Approaching the Bank for your Startup Funding
Carl Reader, author of The Start Up Coach, co-owner of dennisandturnbull.com and co-founder of yourbeargroup.com
Despite the generally gloomy news that the media circulate, all high street banks are willing to lend money to start ups. In fact, it’s easy to forget that lending money is one of the reasons that they are in business!
Even though there is money to lend, and a variety of government and bank led initiatives (such as Funding for Lending, Enterprise Finance Guarantee Scheme, and various industry funds), it’s important to approach the bank in a professional and knowledgeable fashion. Make sure that you fully understand the detail of your business plan, and can answer any questions confidently and consistently.
As a rule of thumb at the time of publishing, banks will typically meet 50% of the funding requirement for a general start up, and some banks in the franchising sector will extend to 70% for a recognised, established franchise. There are usually arrangement fees in addition to interest, and you must also consider any covenants (restrictions and/or requirements) that might be placed on you whilst the facility is in place.
Now, probably the most nerve-wracking part of the whole process of starting a business is pitching the business to funders – in part due to television programmes such as “Dragon’s Den”, where the would-be investors are portrayed as, well, dragons. In reality, although you must expect your ideas to come under scrutiny, and be both prepared and willing to say what needs to be said, the actual meetings with bank managers or funding organisations will be more relaxed, without the formal pitches, and will be a two way process.
There are however some ground rules that you must be aware of. Firstly, it is vital that you know your business, and your business plan, absolutely inside out. Be confident, show your passion. They will expect you to have a grasp on the financials of the business, and to understand exactly what makes money and what the potential warning signs are. You should have your finger firmly on your business’s pulse here anyway, but make sure you are fully prepared for whatever they might reasonably want to know. Answer clearly and confidently – don’t waffle.
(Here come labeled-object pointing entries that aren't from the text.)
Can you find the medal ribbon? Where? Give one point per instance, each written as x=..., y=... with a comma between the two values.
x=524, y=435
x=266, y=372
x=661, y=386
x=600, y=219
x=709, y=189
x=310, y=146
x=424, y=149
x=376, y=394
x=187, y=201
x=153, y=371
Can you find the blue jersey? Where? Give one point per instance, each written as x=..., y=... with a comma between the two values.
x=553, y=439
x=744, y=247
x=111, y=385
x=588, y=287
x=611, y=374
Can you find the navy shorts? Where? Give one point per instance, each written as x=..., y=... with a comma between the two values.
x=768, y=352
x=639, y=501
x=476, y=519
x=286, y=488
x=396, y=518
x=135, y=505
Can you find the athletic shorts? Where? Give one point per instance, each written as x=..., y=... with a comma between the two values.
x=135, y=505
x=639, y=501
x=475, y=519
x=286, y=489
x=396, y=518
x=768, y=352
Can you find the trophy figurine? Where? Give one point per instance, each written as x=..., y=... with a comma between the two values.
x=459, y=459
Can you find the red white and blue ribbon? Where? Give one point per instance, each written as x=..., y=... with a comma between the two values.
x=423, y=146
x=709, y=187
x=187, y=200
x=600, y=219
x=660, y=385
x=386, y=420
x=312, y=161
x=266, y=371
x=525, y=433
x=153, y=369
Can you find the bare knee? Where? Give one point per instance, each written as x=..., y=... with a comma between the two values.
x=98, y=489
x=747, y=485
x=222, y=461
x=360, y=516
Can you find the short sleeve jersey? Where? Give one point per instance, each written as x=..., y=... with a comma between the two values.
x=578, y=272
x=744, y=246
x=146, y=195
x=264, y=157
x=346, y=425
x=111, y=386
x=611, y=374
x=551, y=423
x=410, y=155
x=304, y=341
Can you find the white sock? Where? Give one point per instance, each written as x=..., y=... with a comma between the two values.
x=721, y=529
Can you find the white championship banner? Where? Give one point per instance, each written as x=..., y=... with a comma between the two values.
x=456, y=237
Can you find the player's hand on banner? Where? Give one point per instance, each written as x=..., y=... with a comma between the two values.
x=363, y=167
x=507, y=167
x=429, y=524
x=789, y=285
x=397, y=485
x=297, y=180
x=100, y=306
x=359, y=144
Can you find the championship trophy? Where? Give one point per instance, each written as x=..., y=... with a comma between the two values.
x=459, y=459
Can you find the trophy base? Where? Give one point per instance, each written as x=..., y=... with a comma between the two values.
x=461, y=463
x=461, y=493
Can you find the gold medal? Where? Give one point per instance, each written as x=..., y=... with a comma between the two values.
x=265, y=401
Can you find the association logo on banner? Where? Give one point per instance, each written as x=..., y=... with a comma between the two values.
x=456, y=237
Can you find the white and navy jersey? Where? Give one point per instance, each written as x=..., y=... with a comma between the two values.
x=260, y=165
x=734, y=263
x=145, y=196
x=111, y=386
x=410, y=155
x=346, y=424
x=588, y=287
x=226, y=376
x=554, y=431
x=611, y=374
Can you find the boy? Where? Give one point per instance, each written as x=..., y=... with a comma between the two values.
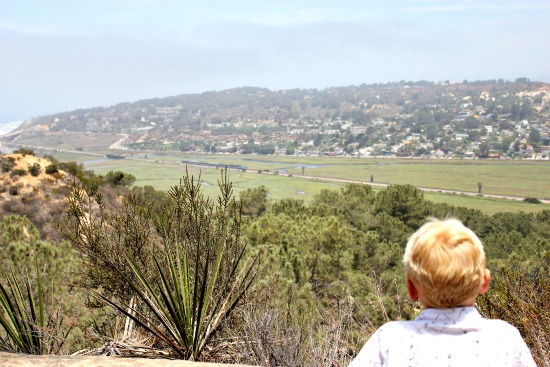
x=445, y=267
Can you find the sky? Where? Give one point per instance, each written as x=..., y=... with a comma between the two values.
x=61, y=55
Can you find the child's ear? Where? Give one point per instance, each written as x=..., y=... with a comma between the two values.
x=413, y=293
x=486, y=280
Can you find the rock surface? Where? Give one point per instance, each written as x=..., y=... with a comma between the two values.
x=24, y=360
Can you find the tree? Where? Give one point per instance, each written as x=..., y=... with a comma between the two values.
x=178, y=273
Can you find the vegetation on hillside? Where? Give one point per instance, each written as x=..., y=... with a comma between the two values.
x=247, y=280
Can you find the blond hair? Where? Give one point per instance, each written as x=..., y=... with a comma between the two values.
x=446, y=263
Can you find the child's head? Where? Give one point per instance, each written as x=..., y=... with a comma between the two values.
x=445, y=262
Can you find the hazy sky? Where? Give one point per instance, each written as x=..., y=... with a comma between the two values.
x=59, y=55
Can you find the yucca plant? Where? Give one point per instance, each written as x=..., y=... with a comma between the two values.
x=203, y=271
x=27, y=328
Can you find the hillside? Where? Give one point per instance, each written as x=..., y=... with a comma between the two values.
x=26, y=189
x=405, y=119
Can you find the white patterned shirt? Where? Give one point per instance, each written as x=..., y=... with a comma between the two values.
x=458, y=337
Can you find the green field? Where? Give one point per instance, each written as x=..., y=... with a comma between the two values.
x=513, y=178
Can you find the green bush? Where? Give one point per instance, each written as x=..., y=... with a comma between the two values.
x=523, y=299
x=51, y=169
x=178, y=273
x=24, y=151
x=18, y=172
x=13, y=190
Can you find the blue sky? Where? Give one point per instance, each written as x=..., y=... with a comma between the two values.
x=59, y=55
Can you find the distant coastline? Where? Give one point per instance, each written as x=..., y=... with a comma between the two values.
x=7, y=127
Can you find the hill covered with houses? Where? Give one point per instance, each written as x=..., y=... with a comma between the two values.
x=476, y=119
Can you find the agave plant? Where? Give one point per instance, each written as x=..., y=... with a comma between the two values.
x=27, y=328
x=203, y=271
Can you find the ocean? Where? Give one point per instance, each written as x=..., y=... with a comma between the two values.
x=6, y=127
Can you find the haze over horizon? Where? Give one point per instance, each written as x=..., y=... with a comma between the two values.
x=60, y=55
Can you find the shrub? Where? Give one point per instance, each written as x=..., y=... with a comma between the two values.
x=13, y=190
x=34, y=169
x=18, y=172
x=51, y=169
x=178, y=274
x=24, y=151
x=7, y=164
x=523, y=299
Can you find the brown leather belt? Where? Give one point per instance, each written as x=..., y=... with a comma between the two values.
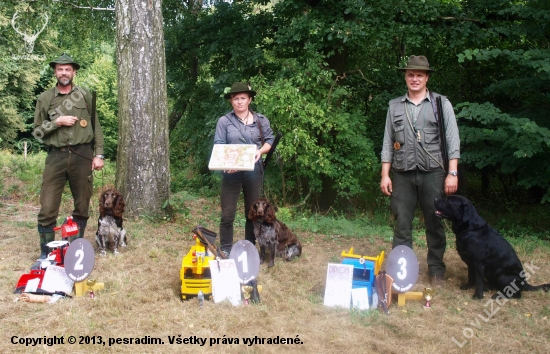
x=66, y=148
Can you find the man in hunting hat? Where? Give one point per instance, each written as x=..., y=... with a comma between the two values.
x=62, y=121
x=411, y=151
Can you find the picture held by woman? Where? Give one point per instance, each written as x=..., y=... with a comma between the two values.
x=241, y=126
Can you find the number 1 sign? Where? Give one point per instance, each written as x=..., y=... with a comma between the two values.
x=247, y=260
x=79, y=259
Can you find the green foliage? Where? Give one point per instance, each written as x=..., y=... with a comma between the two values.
x=322, y=137
x=100, y=76
x=513, y=146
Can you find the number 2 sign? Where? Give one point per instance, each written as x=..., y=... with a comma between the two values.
x=79, y=259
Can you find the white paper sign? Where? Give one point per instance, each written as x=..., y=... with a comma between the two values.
x=360, y=298
x=56, y=279
x=32, y=285
x=238, y=157
x=338, y=286
x=225, y=281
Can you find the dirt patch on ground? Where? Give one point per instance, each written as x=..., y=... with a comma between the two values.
x=141, y=300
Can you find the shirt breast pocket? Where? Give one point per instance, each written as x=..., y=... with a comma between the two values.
x=431, y=135
x=399, y=133
x=80, y=109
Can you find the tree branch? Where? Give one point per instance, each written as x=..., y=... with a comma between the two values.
x=460, y=19
x=85, y=7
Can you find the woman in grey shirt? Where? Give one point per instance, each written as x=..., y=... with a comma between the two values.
x=241, y=126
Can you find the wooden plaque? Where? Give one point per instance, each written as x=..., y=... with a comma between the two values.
x=238, y=157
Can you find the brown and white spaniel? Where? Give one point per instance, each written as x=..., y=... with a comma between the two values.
x=111, y=208
x=272, y=233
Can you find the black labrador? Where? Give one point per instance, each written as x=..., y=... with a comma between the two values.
x=486, y=253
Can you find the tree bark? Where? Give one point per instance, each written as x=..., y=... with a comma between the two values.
x=143, y=167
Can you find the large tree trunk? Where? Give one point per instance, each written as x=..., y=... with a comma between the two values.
x=143, y=170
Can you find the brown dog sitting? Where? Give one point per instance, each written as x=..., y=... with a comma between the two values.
x=272, y=233
x=111, y=208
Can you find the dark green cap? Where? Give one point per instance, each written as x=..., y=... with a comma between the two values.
x=239, y=87
x=65, y=59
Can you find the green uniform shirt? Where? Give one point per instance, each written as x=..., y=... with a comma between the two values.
x=52, y=104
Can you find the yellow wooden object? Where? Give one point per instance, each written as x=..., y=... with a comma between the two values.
x=409, y=295
x=377, y=260
x=80, y=287
x=195, y=271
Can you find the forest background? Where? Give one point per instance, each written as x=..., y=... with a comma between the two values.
x=324, y=71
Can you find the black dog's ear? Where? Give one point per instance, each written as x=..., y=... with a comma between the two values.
x=270, y=214
x=252, y=211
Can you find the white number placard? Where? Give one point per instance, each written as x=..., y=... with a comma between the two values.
x=338, y=286
x=225, y=281
x=247, y=260
x=79, y=259
x=402, y=266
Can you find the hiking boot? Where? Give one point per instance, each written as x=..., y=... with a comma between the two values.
x=46, y=235
x=225, y=253
x=437, y=281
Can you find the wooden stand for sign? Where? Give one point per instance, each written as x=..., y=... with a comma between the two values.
x=409, y=295
x=80, y=287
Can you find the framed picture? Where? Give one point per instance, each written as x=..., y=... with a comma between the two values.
x=238, y=157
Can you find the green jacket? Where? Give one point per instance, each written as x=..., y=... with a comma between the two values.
x=51, y=104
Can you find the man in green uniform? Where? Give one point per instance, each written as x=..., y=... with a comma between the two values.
x=75, y=148
x=411, y=152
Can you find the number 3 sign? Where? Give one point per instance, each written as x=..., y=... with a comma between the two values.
x=79, y=259
x=402, y=266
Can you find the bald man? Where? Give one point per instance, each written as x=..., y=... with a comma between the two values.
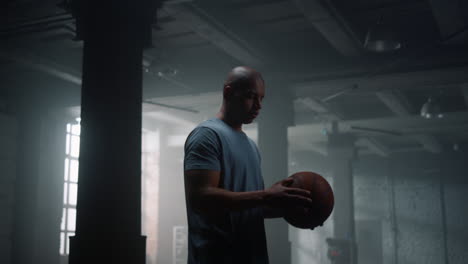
x=226, y=199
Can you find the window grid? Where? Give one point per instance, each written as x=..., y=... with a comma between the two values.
x=67, y=227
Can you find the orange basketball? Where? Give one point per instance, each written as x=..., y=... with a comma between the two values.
x=322, y=199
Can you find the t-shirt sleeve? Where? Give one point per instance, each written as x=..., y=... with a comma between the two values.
x=202, y=150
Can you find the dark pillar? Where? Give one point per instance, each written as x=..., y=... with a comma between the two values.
x=108, y=224
x=342, y=152
x=28, y=162
x=273, y=122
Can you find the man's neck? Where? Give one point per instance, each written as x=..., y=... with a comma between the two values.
x=225, y=118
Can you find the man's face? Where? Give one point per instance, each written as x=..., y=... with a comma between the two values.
x=246, y=103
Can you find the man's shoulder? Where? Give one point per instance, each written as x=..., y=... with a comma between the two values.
x=206, y=129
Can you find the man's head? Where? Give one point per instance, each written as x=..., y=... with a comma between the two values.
x=243, y=93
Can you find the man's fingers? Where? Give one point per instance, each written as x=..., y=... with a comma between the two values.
x=301, y=200
x=287, y=181
x=298, y=191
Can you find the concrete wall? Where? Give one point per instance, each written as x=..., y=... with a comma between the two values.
x=413, y=208
x=8, y=161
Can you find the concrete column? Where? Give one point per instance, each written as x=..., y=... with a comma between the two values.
x=108, y=223
x=27, y=176
x=341, y=151
x=171, y=198
x=273, y=122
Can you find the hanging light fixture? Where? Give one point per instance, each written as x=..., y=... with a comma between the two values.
x=381, y=38
x=431, y=109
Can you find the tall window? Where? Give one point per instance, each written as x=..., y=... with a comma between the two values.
x=70, y=188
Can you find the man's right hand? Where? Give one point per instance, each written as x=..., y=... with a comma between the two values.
x=280, y=195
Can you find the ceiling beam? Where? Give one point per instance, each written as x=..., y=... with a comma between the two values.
x=209, y=28
x=429, y=143
x=404, y=81
x=331, y=25
x=396, y=102
x=374, y=146
x=454, y=122
x=400, y=105
x=464, y=89
x=41, y=64
x=449, y=17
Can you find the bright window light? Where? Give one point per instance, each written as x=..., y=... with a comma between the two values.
x=70, y=187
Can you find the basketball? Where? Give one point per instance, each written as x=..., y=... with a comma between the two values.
x=322, y=200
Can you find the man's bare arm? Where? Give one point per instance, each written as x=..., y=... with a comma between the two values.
x=205, y=195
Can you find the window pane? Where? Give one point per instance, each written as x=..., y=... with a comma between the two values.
x=66, y=169
x=67, y=143
x=76, y=129
x=68, y=242
x=62, y=243
x=75, y=146
x=73, y=189
x=73, y=170
x=62, y=225
x=65, y=193
x=71, y=219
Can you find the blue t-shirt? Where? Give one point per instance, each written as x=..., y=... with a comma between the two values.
x=232, y=236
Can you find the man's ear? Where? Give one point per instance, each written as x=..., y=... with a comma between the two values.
x=227, y=92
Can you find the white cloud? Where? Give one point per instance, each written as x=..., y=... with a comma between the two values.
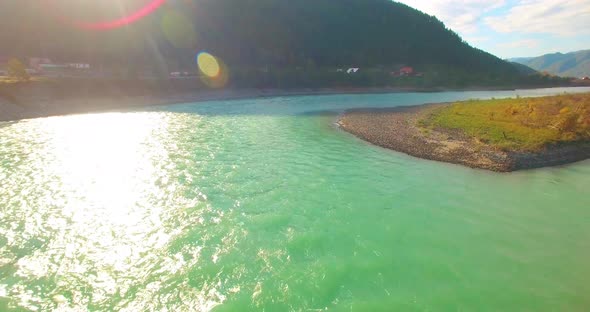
x=525, y=43
x=461, y=16
x=560, y=17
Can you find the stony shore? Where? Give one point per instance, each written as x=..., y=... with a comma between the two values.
x=398, y=129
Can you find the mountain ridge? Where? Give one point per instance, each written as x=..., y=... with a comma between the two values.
x=572, y=64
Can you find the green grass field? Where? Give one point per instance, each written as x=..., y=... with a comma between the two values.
x=524, y=124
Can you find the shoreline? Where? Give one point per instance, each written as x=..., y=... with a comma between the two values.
x=39, y=102
x=397, y=129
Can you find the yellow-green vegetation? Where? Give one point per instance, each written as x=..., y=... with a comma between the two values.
x=525, y=124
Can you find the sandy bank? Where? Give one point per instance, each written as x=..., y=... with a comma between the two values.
x=397, y=129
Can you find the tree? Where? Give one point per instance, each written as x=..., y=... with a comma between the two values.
x=17, y=69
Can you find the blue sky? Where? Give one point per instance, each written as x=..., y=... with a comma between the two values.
x=514, y=28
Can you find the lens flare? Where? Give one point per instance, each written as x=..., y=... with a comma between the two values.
x=178, y=30
x=132, y=17
x=208, y=64
x=214, y=72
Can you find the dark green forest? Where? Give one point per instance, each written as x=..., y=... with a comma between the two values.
x=294, y=42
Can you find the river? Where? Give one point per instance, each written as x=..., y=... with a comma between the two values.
x=264, y=204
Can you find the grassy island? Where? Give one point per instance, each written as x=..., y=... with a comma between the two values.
x=497, y=134
x=527, y=124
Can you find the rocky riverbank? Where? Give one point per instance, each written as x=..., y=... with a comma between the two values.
x=398, y=129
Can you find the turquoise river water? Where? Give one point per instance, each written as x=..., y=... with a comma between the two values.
x=265, y=205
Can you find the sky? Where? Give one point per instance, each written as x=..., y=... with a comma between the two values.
x=515, y=28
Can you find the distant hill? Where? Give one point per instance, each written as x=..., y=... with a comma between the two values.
x=574, y=64
x=523, y=69
x=285, y=33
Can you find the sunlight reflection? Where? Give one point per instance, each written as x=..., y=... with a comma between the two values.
x=127, y=19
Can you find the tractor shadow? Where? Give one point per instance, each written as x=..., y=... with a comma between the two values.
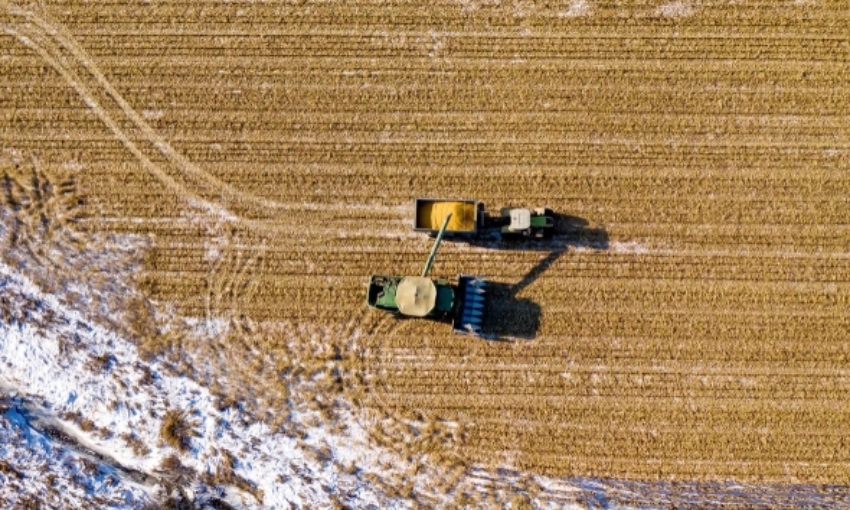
x=508, y=318
x=569, y=232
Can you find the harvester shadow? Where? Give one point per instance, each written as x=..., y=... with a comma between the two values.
x=509, y=318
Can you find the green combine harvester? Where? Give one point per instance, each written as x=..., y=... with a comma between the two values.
x=421, y=296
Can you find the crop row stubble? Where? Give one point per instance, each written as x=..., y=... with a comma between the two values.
x=707, y=341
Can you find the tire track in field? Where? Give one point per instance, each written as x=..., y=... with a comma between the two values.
x=39, y=44
x=48, y=39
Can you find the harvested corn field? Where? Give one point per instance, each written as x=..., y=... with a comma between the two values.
x=689, y=321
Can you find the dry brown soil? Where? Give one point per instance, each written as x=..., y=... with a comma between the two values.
x=693, y=320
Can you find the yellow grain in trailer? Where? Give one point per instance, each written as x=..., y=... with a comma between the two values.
x=431, y=212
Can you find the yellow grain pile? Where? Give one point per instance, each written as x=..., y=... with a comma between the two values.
x=433, y=214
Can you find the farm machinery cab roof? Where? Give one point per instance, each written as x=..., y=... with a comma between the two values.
x=420, y=296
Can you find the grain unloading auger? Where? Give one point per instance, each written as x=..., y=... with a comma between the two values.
x=421, y=296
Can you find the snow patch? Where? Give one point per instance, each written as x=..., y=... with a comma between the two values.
x=577, y=8
x=676, y=10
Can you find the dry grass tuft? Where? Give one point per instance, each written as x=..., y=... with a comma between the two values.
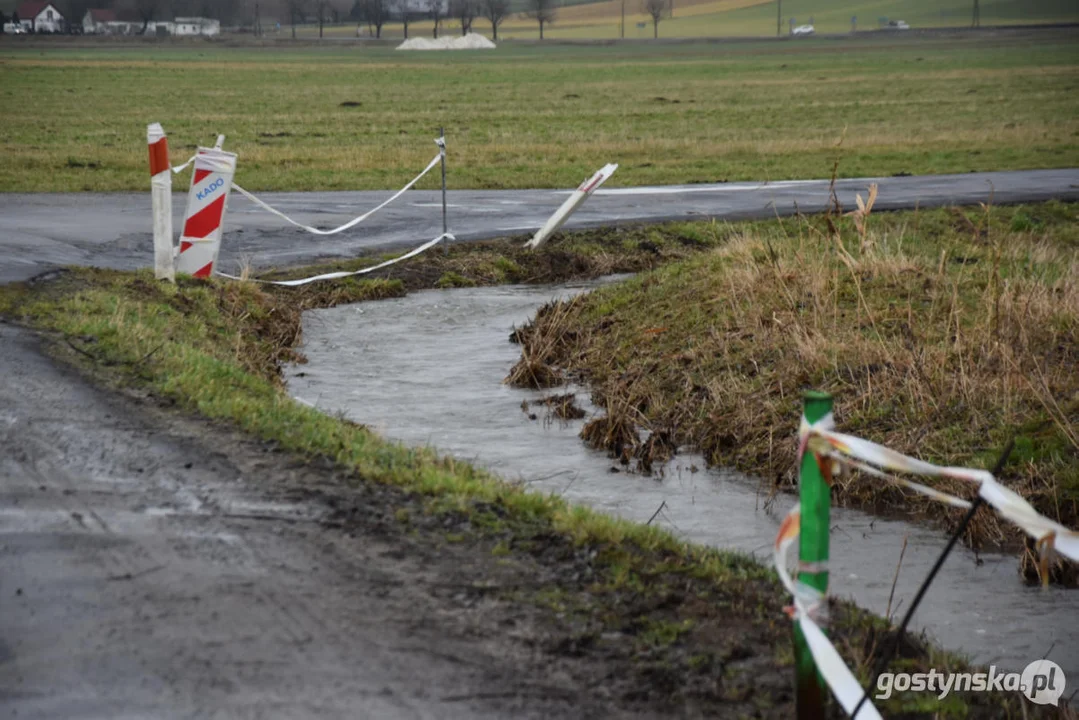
x=941, y=335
They will also expect transparency and honesty from you. If there is a major weakness in your business, for example a strong competitor or a technological advance that you are not prepared for, you should be honest about this, and explain how you would look to overcome this weakness. Being upfront and honest about any challenges you may face shows that you and your business are prepared and realistic, and that your plan is carefully considered.
Since the credit crunch, there have been changes in how the banks are set up, and how they motivate their teams. There are also more modern banks which purport to have local decision making authority, and are aimed to help small businesses. In general however, you would expect the following process:
- You would meet with a local bank manager, the level of the banker will depend on the plans of the business (Banks are often divided into small business, commercial, and corporate levels, and the managers in each level are specialists in businesses of that size).
- Once the plan is prepared and the pitch made, the bank manager will review the plan, suggest amendments and make a proposal to the underwriter, together with a case highlighting their support of the plan.
- The underwriter will reply with a decision.
Whatever your business, it is likely you will need investment. Making sure you are prepared, professional and realistic can only go in your favour.